Meanwhile, the puck meanders down into the corner where the Jackets pick it up and relay it to the other corner. From there, Jagr pick-pockets whoever that poor dude in blue is and dishes it to Giroux, who buries it. Gustafsson didn't do a thing on this play except step on the ice about eight seconds before a goal, but he gets another plus for it.
Plus-3 on the stat sheet, but only really plus-1 in terms of actual contribution thus far.
Gus wasn't on the ice for the next two Flyers goals, but he was when Wayne Simmonds made it 7-0 at the 15:50 mark of the second period:
And we mean he was just barely on the ice for this one. Our clip picks up with Andrej Meszaros carrying the puck in the defensive end. Jim Jackson says "right back to Meszaros," and he was indicating a pass from Andreas Lilja. After dishing the puck, Lilja went to the bench and Gustafsson stepped on.
That's when Meszaros dumped the puck in from the red line and James van Riemsdyk made an awesome pass to find a wide open Wayne Simmonds. Awesome play by the forwards, but Gustafsson did absolutely nothing to contribute to this goal. He's a plus-4 by now but really should only deserve credit on one of them.
The next goal, twenty seconds later...
We'll give Gus some credit on this one. After all, he dumped the puck in on the play, and that's an integral part of setting up the forecheck and ultimately scoring this goal. Although, uh, Matt Carle certainly stole the show there, didn't he?
After this goal, Gustafsson was a plus-5 on the scoresheet. He should only be credited with a plus-2, if plus/minus actually made any sense.
Finally, here's the last goal Gustafsson was on the ice for, and also the Flyers' last goal of the game.

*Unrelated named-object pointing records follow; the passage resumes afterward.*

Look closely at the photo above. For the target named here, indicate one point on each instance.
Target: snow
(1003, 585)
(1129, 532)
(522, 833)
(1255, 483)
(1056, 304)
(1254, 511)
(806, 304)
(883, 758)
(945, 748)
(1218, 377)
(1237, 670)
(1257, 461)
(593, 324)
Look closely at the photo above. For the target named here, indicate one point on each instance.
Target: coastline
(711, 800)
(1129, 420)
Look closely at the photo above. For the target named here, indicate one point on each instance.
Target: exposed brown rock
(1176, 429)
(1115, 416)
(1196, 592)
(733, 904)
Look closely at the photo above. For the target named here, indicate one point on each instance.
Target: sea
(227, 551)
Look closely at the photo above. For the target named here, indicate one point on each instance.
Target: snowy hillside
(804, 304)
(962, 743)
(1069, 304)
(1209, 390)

Sean Couturier scored to make it 9-1 Flyers with about 3:30 left in the third period.
Before our clip here picks up, Gustafsson makes the outlet pass along the boards for Jakub Voracek. Voracek picks up near the blue line and moves through center ice, dishing to Harry Zolnierczyk. Voracek then picks up the loose puck, circles in front a bit and feeds Couturier who buries the pass behind Steve Mason.

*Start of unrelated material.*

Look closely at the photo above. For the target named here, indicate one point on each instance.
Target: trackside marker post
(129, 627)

We'll certainly give Gus credit on this one. After all, the puck doesn't get out of the zone without his outlet pass, and he had to dance around an attacking Blue Jacket to make that pass happen.
So, at best Gustafsson was a plus-3 in this game, not the plus-6 that made everybody go "WOW! LOOK AT HIM!"
We're not trying to knock Erik Gustafsson at all here. In fact, I've been pretty impressed with his play as well, especially in the New Jersey game. I think he's an extremely solid defender who can push the puck up the ice effectively with a nose for the offensive side of the game. Although, on the other hand, I do still worry about the Flyers apparent affinity towards Andreas Lilja's game, and the fact that Gustafsson might get a few nights in the press box if he were to stay here. I think that's a legitimate concern.
Really, though, we're just trying to point out how much plus-minus really does suck, and how we probably shouldn't get even a little bit excited just because we see a crooked number like we did on Gus' line on Saturday night.